2.7. Statistical analysis

Categorical variables are described as counts and percentages, and continuous variables are expressed as median, interquartile range (IQR) values, mean, and standard deviation. Proportions for the categorical data were compared using the χ 2 test or Fisher’s exact test. Means for continuous data were compared using independent group t-tests if the data were normally distributed; otherwise, the Mann–Whitney U test was used. No imputation was made for missing data.

A Cox proportional hazard ratio model was used to determine whether there were differences in the alleviation of symptoms. For unadjusted comparisons, a two-sided significant level (α) of less than 0.05 was considered statistically significant. The analyses were not adjusted for multiple comparisons. All statistical analyses were performed using the SAS software (version 9.4).

2.8. Outcomes

2.8.1. Primary outcome

The primary endpoint was time to clinical improvement, defined as the days from randomization until normalization. Clinical improvement was assessed by five components including body temperature, respiratory rate, oxygen saturation, alleviation of cough, and absorption of pulmonary infection by chest CT. Normalization was defined as body temperature < 37.0 °C, respiratory rate < 24 times per minute indoors, and oxygen saturation > 94% (fingertip). Alleviation of cough was defined as a reduced severity of cough from a physician-reported scale of severe or moderate to mild condition or absence. Absorption of pulmonary infection was defined as an absorption area > 2/3 by Digital Imaging and Communications in Medicine (DICOM) images on chest CT. Alleviation of these five clinical symptoms were required to stay normal for at least 72 h on all components to fulfill the primary endpoint of clinical improvement.

2.8.2. Secondary outcomes

Prespecified secondary outcomes included clinical improvement rate, median time and proportion of defervescence, mean time and proportion of significant inflammatory absorption of lung lesions, a negative conversion rate of the viral nucleic acid test, mortality at day 28, and the conversion from mild or ordinary to severe or critical severe status.

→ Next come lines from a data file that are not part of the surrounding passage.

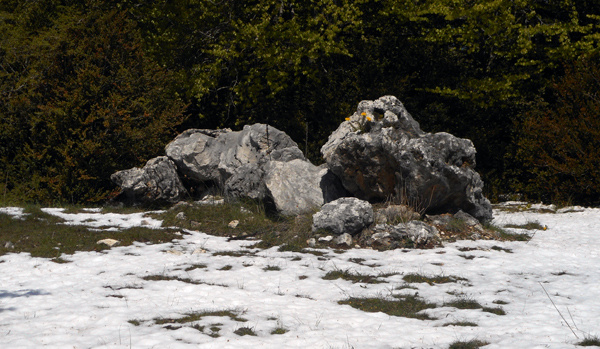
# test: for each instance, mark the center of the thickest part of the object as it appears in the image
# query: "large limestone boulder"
(381, 151)
(216, 155)
(258, 162)
(346, 215)
(298, 186)
(156, 182)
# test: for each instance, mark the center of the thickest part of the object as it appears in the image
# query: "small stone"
(109, 242)
(344, 239)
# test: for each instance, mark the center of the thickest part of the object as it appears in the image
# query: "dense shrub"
(560, 142)
(80, 101)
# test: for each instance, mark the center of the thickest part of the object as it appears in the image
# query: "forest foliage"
(91, 87)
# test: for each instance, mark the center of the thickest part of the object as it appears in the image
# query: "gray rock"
(297, 186)
(247, 181)
(294, 186)
(412, 234)
(216, 155)
(392, 156)
(344, 215)
(344, 239)
(156, 182)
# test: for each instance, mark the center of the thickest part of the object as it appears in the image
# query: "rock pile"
(378, 153)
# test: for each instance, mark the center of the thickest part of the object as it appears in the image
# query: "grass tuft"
(468, 303)
(355, 277)
(245, 331)
(279, 330)
(472, 344)
(461, 323)
(43, 235)
(590, 341)
(432, 280)
(406, 306)
(532, 225)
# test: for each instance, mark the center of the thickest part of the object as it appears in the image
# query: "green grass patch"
(462, 324)
(405, 306)
(534, 225)
(498, 248)
(432, 280)
(196, 266)
(254, 222)
(42, 235)
(468, 303)
(197, 316)
(472, 344)
(355, 277)
(457, 225)
(234, 253)
(279, 330)
(590, 341)
(506, 236)
(245, 331)
(171, 278)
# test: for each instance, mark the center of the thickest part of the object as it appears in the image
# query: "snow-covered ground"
(103, 300)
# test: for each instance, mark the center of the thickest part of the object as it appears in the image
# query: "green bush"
(80, 101)
(560, 141)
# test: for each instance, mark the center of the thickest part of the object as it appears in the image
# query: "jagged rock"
(412, 234)
(381, 151)
(344, 215)
(247, 181)
(344, 239)
(216, 155)
(298, 186)
(156, 182)
(259, 162)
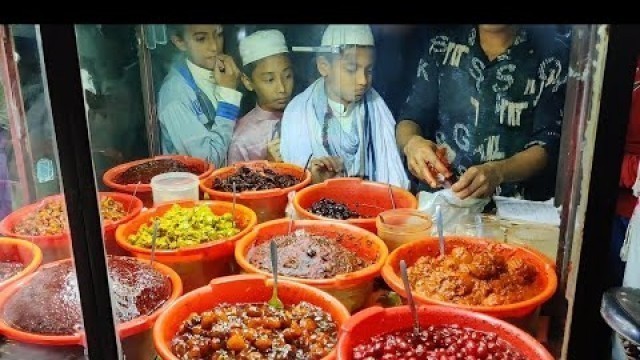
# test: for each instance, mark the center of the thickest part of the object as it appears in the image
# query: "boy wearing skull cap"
(340, 120)
(267, 71)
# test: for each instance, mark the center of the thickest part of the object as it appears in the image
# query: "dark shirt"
(482, 110)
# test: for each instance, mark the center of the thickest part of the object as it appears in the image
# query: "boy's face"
(201, 44)
(348, 76)
(272, 80)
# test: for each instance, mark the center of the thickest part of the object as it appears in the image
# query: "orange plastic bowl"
(376, 320)
(196, 265)
(58, 247)
(133, 205)
(25, 252)
(268, 204)
(132, 328)
(239, 289)
(366, 197)
(352, 289)
(144, 190)
(546, 281)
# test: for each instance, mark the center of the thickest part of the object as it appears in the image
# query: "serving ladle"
(440, 226)
(275, 302)
(412, 304)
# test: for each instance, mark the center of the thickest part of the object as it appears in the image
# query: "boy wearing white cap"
(268, 72)
(340, 120)
(198, 101)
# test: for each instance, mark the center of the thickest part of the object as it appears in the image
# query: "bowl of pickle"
(195, 238)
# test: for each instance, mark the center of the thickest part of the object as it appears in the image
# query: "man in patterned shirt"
(493, 98)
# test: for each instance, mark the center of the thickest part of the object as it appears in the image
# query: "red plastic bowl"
(126, 329)
(376, 320)
(22, 251)
(351, 288)
(366, 197)
(547, 280)
(132, 204)
(239, 289)
(196, 265)
(58, 247)
(268, 204)
(144, 190)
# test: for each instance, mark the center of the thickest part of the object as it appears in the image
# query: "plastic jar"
(174, 186)
(401, 226)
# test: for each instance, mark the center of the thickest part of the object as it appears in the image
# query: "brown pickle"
(308, 256)
(256, 331)
(49, 304)
(247, 179)
(333, 209)
(10, 268)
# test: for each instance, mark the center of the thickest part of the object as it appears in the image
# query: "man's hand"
(478, 181)
(325, 168)
(420, 154)
(273, 150)
(225, 72)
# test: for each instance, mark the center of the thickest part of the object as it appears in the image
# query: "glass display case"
(183, 157)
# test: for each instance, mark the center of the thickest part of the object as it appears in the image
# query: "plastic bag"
(290, 210)
(454, 210)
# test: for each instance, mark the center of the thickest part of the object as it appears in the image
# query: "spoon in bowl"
(275, 302)
(412, 304)
(440, 225)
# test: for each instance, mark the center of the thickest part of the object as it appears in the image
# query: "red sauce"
(474, 278)
(256, 331)
(50, 303)
(437, 342)
(307, 256)
(8, 269)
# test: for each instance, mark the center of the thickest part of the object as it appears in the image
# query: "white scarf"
(302, 135)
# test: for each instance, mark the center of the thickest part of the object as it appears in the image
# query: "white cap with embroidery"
(338, 35)
(261, 44)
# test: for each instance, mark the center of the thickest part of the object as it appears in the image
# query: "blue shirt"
(189, 123)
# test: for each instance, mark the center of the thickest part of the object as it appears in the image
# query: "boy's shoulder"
(174, 88)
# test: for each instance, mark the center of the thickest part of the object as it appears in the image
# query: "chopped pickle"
(182, 227)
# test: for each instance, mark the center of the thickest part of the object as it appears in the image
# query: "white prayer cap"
(337, 35)
(261, 44)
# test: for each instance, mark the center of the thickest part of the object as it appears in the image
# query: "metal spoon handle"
(233, 207)
(479, 226)
(274, 262)
(440, 225)
(290, 223)
(393, 201)
(135, 190)
(154, 236)
(412, 304)
(306, 165)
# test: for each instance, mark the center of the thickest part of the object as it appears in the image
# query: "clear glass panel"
(39, 298)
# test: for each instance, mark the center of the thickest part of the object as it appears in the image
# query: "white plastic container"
(174, 186)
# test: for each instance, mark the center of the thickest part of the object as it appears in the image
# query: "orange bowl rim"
(395, 282)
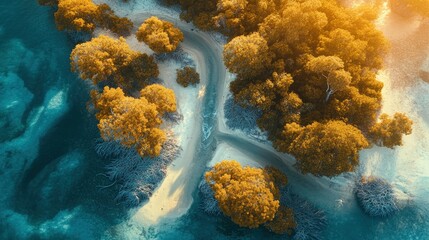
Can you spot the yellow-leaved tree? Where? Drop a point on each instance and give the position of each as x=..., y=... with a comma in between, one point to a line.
x=80, y=15
x=324, y=149
x=247, y=55
x=134, y=122
x=249, y=196
x=105, y=58
x=161, y=36
x=85, y=15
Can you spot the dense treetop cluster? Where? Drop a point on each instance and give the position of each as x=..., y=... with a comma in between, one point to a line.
x=108, y=59
x=84, y=15
x=134, y=122
x=250, y=196
x=310, y=66
x=161, y=36
x=420, y=7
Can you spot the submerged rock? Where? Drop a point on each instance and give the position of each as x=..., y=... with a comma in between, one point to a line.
x=52, y=187
x=208, y=202
x=14, y=101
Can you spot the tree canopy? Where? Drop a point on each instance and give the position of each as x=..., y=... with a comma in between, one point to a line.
x=420, y=7
x=308, y=65
x=84, y=15
x=134, y=122
x=161, y=36
x=104, y=58
x=248, y=195
x=324, y=149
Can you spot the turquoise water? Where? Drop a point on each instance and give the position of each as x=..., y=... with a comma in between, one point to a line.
x=49, y=170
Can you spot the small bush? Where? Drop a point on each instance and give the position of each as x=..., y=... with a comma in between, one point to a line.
x=187, y=76
x=310, y=221
x=376, y=197
x=137, y=178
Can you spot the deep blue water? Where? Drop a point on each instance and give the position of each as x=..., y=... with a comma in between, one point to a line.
x=48, y=173
x=54, y=183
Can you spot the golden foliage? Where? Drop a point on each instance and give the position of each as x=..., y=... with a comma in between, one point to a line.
x=326, y=149
x=104, y=58
x=418, y=6
x=328, y=56
x=187, y=76
x=163, y=98
x=133, y=122
x=84, y=15
x=388, y=132
x=247, y=195
x=119, y=26
x=247, y=55
x=161, y=36
x=80, y=15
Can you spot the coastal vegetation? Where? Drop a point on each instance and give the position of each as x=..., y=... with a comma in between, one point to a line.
x=306, y=68
x=161, y=36
x=84, y=15
x=134, y=122
x=250, y=196
x=376, y=196
x=310, y=66
x=108, y=59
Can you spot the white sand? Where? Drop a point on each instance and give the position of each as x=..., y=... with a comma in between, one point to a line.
x=169, y=199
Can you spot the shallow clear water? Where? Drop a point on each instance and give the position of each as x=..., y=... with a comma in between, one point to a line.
x=47, y=163
x=48, y=168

The diagnosis and classification of mild, ordinary, severe, and critical severe conditions of this disease were set according to Chinese guidelines for COVID-19 [4], [12].

Defervescence time was defined as the days from randomization to a temperature less than 37.0 °C maintained for at least 24 or 72 h. A throat swab viral nucleic acid test was repeated after 48 h following a negative test result. The conversion rate in severe and critical severe subjects was assessed with a six-point scale. The patient being discharged from the hospital or the score decreasing by two points from the baseline was considered to be conversion.

2.8.3. Exploratory outcomes

The exploratory outcomes were changes in laboratory indicators, including routine blood test, C-reactive protein (CRP), coagulation function, myocardial enzymes, and hepatic and renal functions. The recovery rates of the above indicators from abnormal to normal were also calculated.

3. Results

During the study period, we screened 245 patients, of which 111 were eligible and 68 signed informed consent. A total of 52 patients with COVID-19 and laboratory-confirmed infection underwent randomization (Fig. 1 ). The first participant was enrolled on 14 February 2020, and the trial ended on 6 March 2020. The trial was terminated ahead of schedule by the decision of the DSMB because the COVID-19 outbreak in China was under control at the time, and there had been no new cases for one week.

Fig. 1.

Fig. 1

Flow diagram of participants in the trial.

Among the 52 patients, 26 were assigned to the TZV group and 26 to the placebo group. The most frequent comorbidities were hypertension (28.8%), cardiovascular disease (15.4%), diabetes (15.4%), cerebrovascular disease (7.7%), and chronic obstructive pulmonary disease (COPD) (5.8%). Seven patients (26.9%) in the TZV group and four patients (15.4%) in the placebo group discontinued taking drugs varying from the second day to the sixth day of the study. The reasons for discontinued intervention are listed in Fig. 1. All participants were included in the intention-to-treat analysis.

Baseline characteristics are shown in Tables 1 and S1 of Appendix A. The median age of the patients was 58 years (IQR, 48–65 years), and 50% were male. The median interval time between symptom onset and randomization was 7 d (IQR, 5–10 d). The most common four signs and symptoms were dry cough (55.8%), nasal obstruction (38.5%), pharyngalgia (32.7%), and fever (28.8%). Among the 52 patients, 44 (84.6%) had abnormalities on chest CT, 30 (57.7%) had bilateral patchy ground glass shadow, 18 (34.6%) had consolidation, and two had pleural effusion (3.9%).

Table 1.

Demographics and baseline clinical characteristics of the patients.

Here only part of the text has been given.